The Lighting Complexity visualizer can be toggled using Alt+7
This viewport viewmode shows the number of non-static lights affecting your geometry in your level as color shading and helps to track the performance cost of lighting. This visualizer is helpful in minimizing the overlap of lights in the level to keep performance costs low.
Mesh Design and Construction
Kitbashing and mid-poly custom meshes were used to create the detailed interior of the Talisman. Kitbashing is a powerful technique that helps minimize the number of assets your project needs while still giving you the ability to reuse and combine the meshes to create new geometry.
Each mesh in the project uses a variety of different techniques to improve the look of the asset without adding additional geometry.
Face weighted normals is a technique that aligns the vertex normals of the model with the larger, flat faces to improve shading without lowering performance.
The vertex normals (green lines) align with the larger, flat faces to improve shading.
Details such as bolts, branding, and damage were added using Mesh Decals. These decals use custom UVs to project complex geometry onto surfaces and have the ability to wrap around corners or stretch along splines while still maintaining their look.
Designing Materials Using Dynamic Material Control
Textures and materials are often the largest part of any UEFN project. To further reduce the project size, the template uses a dynamic approach to textures and materials that avoids the use of unique texture maps. For this final result, a procedural workflow that stores ambient occlusion, curvature, and mask data on the mesh using Vertex Colors was used. The stored data was then used to apply and blend the materials.
Vertex Color Data
It is best to avoid using unique texture maps for each asset by packing ambient occlusion, curvature, and texture mask data into each mesh using Vertex Colors. Meshes for the Talisman are designed with supporting geometry and mesh density (polygons per square inch) to provide smooth gradation between vertex colors. This helps create clean transitions between materials.

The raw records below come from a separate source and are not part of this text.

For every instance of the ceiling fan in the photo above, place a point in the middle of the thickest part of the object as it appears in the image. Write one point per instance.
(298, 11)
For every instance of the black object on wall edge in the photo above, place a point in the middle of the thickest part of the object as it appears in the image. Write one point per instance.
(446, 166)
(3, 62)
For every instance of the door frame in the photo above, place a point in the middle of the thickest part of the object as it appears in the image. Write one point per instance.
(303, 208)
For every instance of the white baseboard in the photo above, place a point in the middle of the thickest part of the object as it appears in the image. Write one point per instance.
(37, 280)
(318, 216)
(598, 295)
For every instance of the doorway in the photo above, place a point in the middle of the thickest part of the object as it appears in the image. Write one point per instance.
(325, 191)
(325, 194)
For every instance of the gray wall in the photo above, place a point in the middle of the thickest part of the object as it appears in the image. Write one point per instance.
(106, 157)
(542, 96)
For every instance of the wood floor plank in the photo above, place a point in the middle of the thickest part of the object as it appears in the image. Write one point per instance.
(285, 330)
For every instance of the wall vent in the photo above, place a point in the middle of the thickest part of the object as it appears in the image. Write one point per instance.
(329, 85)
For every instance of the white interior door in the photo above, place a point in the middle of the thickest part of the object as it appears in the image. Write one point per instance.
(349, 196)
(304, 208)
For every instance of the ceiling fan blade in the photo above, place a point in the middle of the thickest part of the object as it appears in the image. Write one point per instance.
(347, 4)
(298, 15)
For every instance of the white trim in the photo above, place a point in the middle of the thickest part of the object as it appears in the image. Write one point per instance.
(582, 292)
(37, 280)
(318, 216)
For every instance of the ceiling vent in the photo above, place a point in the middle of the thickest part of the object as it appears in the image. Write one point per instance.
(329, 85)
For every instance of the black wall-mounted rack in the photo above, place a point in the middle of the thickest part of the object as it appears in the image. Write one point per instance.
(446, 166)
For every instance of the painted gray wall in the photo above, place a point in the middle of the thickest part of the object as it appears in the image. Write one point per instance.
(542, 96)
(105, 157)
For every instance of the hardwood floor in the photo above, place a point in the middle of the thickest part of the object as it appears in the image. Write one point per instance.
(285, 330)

The data is stored using the following method:
| Map | Color Channel |
|---|---|
Ambient Occlusion | Red |
Curvature | Green |
Material ID Mask | Blue |
For more information on Vertex Color painting, see Vertex Color Materials.

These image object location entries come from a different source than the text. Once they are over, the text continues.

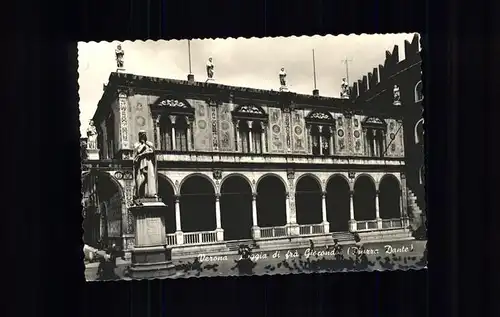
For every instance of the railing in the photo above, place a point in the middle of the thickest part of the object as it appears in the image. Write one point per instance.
(235, 157)
(200, 237)
(392, 223)
(273, 232)
(311, 229)
(171, 239)
(366, 225)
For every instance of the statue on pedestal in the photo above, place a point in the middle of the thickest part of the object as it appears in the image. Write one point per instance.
(282, 75)
(119, 53)
(396, 96)
(91, 136)
(210, 69)
(144, 168)
(344, 89)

Material slots on each mesh are then used to define what part of the mesh receives a specific material. For more information on material slots, see FBX Material Pipeline.

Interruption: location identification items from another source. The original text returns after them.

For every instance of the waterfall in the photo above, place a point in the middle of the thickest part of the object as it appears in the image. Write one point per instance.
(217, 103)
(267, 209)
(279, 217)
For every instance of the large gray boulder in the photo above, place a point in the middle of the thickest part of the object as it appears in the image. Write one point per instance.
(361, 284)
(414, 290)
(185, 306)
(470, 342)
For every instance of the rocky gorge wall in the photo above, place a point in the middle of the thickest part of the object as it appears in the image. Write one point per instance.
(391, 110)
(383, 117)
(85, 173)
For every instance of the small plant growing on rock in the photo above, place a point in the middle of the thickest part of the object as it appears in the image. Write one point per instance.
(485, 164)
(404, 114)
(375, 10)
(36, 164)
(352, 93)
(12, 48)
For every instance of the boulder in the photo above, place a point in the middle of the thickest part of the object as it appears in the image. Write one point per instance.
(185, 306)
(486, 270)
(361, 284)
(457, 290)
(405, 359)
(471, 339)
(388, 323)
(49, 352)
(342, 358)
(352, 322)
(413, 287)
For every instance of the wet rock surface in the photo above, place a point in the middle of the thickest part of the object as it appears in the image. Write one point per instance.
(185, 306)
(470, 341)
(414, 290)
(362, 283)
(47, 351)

This chair has material slots for metal and rubber.
Dynamic Material Control
Meshes for the Talisman use a combination five main material types:
Metal
Painted metal
Plastics
Rubbers
Textiles
Each material relies on a single master material that uses world-aligned tiling textures and user-defined parameters to generate the result. This keeps the overall memory cost of materials low by reusing letting our artists use the same materials across the ship.
One part of the Talisman: Environment master material
Dust, scratches and other wear marks are also included in the master material and are applied to meshes using parameter-driven masks. These parameters are stored on the mesh using custom primitive data.
Using the Orbit Camera Device
The Orbit Camera device provides a view that follows the player character, but that the player can rotate to freely look around. The template uses this device to give the player the ability to switch between a third person view and a simulated first person view.
Players can shift between three different views using the Orbit Camera device
This is done using camera_switch_mode_device Verse script.
# This file handles swapping between different cameras when an input is pressed.
using { /Fortnite.com/Devices }
using { /Verse.org/Simulation }
using { /Fortnite.com/Characters }
using { /UnrealEngine.com/Temporary/Diagnostics }
The Verse code listens for the player to trigger the Target Creative Input action, which by default is mapped to mouse right-click or the left trigger on a controller. It then does the following:
Removes the current camera from the camera stack.
Gets the next camera in the Cameras array.
Adds the new camera to the agent.
Hides the player character, if needed.
Unhide the player character, if needed.